At Lincoln, Paul Haggis came over to speak about his favorite movie, Munich, and Barry Levinson came by too, and Spielberg lauded him for being the first to use digital effects on his film about Sherlock Holmes. Spielberg was supposed to have directed Rain Man, and claimed that if he had, he would have made it too sentimental. Levinson did a better job on that. Spielberg also features lots of archival footage of himself with his gang, Brian DePalma, George Lucas, and Martin Scorcese from 1968, when they were helping each other with their films. Paul Haggis gamely offered to put that material together, but Spielberg said, he cannot make that documentary because he’d have to get their permission, --and there was a lot of contraband.

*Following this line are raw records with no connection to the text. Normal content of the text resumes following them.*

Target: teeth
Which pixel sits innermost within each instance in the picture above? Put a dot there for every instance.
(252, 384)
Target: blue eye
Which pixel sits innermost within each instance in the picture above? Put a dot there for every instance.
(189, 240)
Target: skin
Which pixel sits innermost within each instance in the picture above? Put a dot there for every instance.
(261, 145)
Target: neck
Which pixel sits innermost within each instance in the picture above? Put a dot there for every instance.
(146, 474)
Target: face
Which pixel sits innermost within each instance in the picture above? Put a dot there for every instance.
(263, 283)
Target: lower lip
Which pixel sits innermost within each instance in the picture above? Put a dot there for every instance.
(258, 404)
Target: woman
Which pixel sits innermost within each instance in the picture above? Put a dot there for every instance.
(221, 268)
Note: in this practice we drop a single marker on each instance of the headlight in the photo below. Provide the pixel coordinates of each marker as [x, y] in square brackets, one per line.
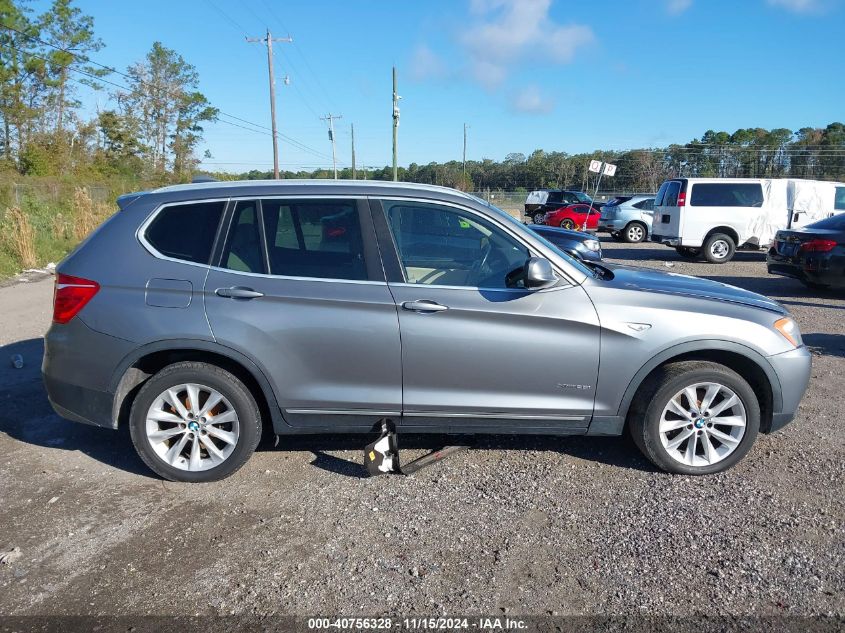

Meantime, Meryl Streep was all the rage sporting a plastic purse with the Obamas on one side, and Michelle on the other. She got it from a street vendor, on 34th Street, she repeated proud of her purchasing coup. And the party, with Marlo Thomas and Phil Donahue, Meryl’s daughter Grace Gummer, Taryn Simon, Blythe Danner chatting with Steven’s wife, Kate Capshaw, Greta Gerwig, Eric Fishl and April Gornik, Harris Yulin, and Bennett Miller, to name a few, went well into the night.